Date: 23-28 June, 2024
Back: Monday labs

Objective: Gain confidence working with base R commands and data structures.

Lessons learned:

1 R

1.1 Language and environment for statistical computing and graphics

  • Interactive and interpreted – convenient and forgiving
  • Statistical, e.g. factor(), NA
  • Full-featured programming language
  • Extensible
    • Packages extend the base langauge
    • CRAN, Bioconductor, github, …
  • Coherent, extensive documentation
    • ?factor
    • browseVignettes()

1.2 Vector, class, object

  • Efficient vectorized calculations on ‘atomic’ vectors logical, integer, numeric, complex, character, raw

    character_vector <- c("January", "February", "March", "April", "May")
    logical_vector <- c(FALSE, FALSE, TRUE, TRUE, TRUE)
    integer_vector <- 1:5  # c(1, 2, 3, 4, 5)
  • Atomic vectors are building blocks for more complicated objects

    • factor – enumeration of possible levels

      months <- factor(
          character_vector,     # values realized in 'months'
          levels = c(           # possible values
              "January", "February", "March", "April", "May", "June", "July",
              "August", "September", "October", "November", "December"
          )
      )
    • matrix – atomic vector with ‘dim’ attribute

      matrix(1:6, nrow = 3)  # n.b., 'column-major' order
      ##      [,1] [,2]
      ## [1,]    1    4
      ## [2,]    2    5
      ## [3,]    3    6
  • data.frame – list of equal length atomic vectors

    data_frame <- data.frame(
        month = months,
        is_spring = logical_vector,
        month_of_year = integer_vector
    )
  • Formal classes represent complicated combinations of vectors, e.g., the return value of lm(), below

1.3 Function, generic, method

  • Functions transform inputs to outputs, perhaps with side effects

    rnorm(5)
    ## [1] -0.8834978 -1.1483506  2.4169771  1.0662281  2.4484377
  • Argument matching first by name, then by position

    • Functions may define (some) arguments to have default values

      log(1:5)            # default base = exp(1)
      ## [1] 0.0000000 0.6931472 1.0986123 1.3862944 1.6094379
      log(1:5, base = 10)
      ## [1] 0.0000000 0.3010300 0.4771213 0.6020600 0.6989700
      log(base = 10, 1:5) # named arguments match before unnamed
      ## [1] 0.0000000 0.3010300 0.4771213 0.6020600 0.6989700
  • Generic functions dispatch to specific methods based on class of argument(s), e.g., print().

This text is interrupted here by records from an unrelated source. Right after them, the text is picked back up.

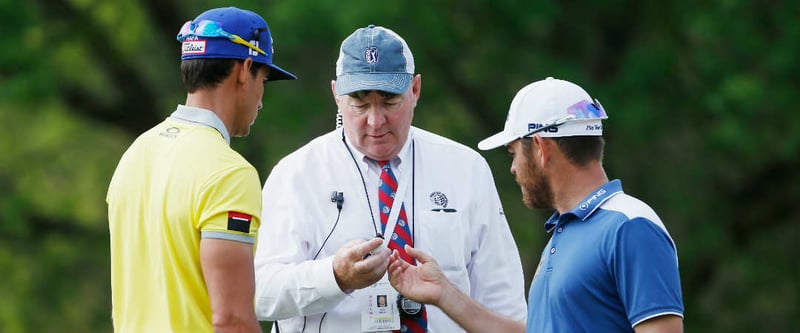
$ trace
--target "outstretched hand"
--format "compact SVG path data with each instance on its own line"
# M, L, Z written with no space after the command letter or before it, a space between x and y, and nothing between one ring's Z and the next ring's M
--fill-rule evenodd
M445 289L452 285L433 257L408 245L405 250L417 260L417 265L404 261L397 250L392 251L389 257L389 282L405 297L438 305Z
M389 265L389 251L377 252L383 239L352 240L339 248L333 257L333 275L345 292L368 287L378 282ZM372 252L377 252L374 255Z

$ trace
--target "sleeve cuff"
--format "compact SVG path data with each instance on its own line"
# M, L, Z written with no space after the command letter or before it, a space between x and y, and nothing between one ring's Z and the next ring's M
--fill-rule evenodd
M336 276L333 275L333 256L319 260L311 274L317 280L315 284L319 286L318 292L323 298L341 298L348 294L336 283Z

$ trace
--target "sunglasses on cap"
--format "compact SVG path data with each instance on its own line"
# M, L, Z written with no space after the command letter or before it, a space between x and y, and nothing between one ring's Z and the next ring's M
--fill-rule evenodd
M260 32L259 29L256 29L255 32L253 32L254 35L253 39L258 40L259 32ZM230 39L231 42L247 46L258 53L266 55L266 52L264 52L264 50L258 48L258 46L248 43L246 40L242 39L242 37L239 37L238 35L234 35L230 32L225 31L224 29L222 29L222 26L215 21L211 20L200 20L197 22L186 21L186 23L183 24L183 27L181 27L181 31L178 33L178 41L183 42L190 36L225 37Z
M600 101L595 99L594 103L592 103L587 100L582 100L567 108L566 116L561 117L549 125L545 125L525 133L524 135L520 136L519 139L530 137L531 135L539 132L549 131L573 120L595 120L606 118L608 118L608 115L606 114L606 110L603 109L603 106L600 104Z

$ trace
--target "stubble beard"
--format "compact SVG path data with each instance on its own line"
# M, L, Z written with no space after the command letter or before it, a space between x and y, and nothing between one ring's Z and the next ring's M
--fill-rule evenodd
M553 208L553 189L550 187L550 177L542 172L532 156L529 156L526 167L527 175L520 183L525 206L529 209Z

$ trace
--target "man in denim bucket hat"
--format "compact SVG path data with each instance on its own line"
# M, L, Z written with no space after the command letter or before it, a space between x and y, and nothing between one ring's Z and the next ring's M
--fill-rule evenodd
M206 11L177 39L186 103L133 142L106 197L114 331L261 332L261 182L230 138L250 132L265 81L296 77L251 11Z
M341 44L331 92L341 127L283 158L263 190L256 312L280 332L463 332L388 282L403 245L432 253L454 284L524 323L516 243L486 161L411 126L422 79L408 44L379 26ZM387 250L388 248L388 250ZM377 307L385 298L386 307Z

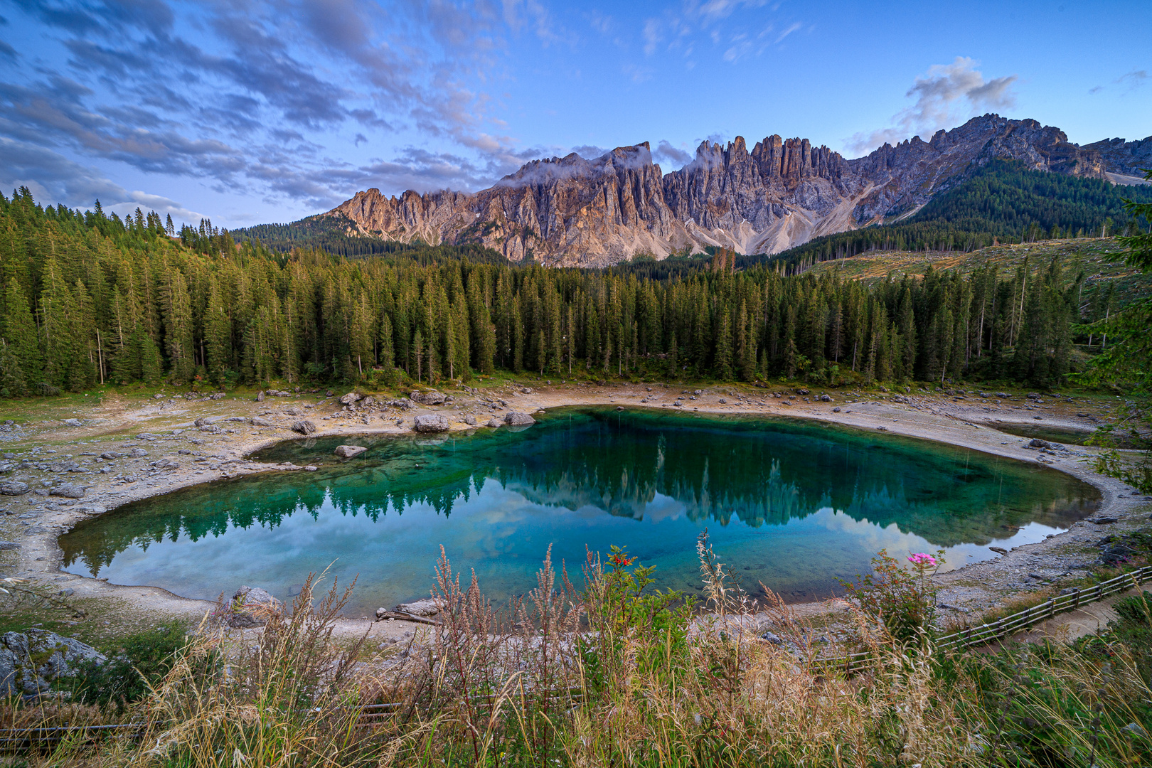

  • Methods are functions that implement specific generics, e.g., print.factor; methods are invoked indirectly, via the generic.

    ?print        # what does the generic 'print()' do?
    ?print.factor # what does the method 'print(x)', when x is a factor, do?
  • Many but not all functions able to manipulate a particular class are methods, e.g., abline() used below is a plain-old-function.

1.4 Programming

Iteration:

  • lapply()

    args(lapply)
    ## function (X, FUN, ...) 
    ## NULL
    • Meaning: for a vector X (an atomic vector or list()), apply a function FUN to each vector element, returning the result as a list. ... are additional arguments to FUN.
    • FUN can be built-in, or a user-defined function
    lst <- list(a=1:2, b=2:4)
    lapply(lst, log)      # 'base' argument default; natural log
    ## $a
    ## [1] 0.0000000 0.6931472
    ## 
    ## $b
    ## [1] 0.6931472 1.0986123 1.3862944
    lapply(lst, log, 10)  # '10' is second argument to 'log()', i.e., log base 10
    ## $a
    ## [1] 0.00000 0.30103
    ## 
    ## $b
    ## [1] 0.3010300 0.4771213 0.6020600
    • sapply() – like lapply(), but simplify the result to a vector, matrix, or array, if possible.
    • vapply() – like sapply(), but requires that the return type of FUN is specified; this can be safer – an error when the result is of an unexpected type.
  • mapply() (also Map())

    args(mapply)
    ## function (FUN, ..., MoreArgs = NULL, SIMPLIFY = TRUE, USE.NAMES = TRUE) 
    ## NULL
    • ... are one or more vectors, recycled to be of the same length. FUN is a function that takes as many arguments as there are components of .... mapply returns the result of applying FUN to the elements of the vectors in ....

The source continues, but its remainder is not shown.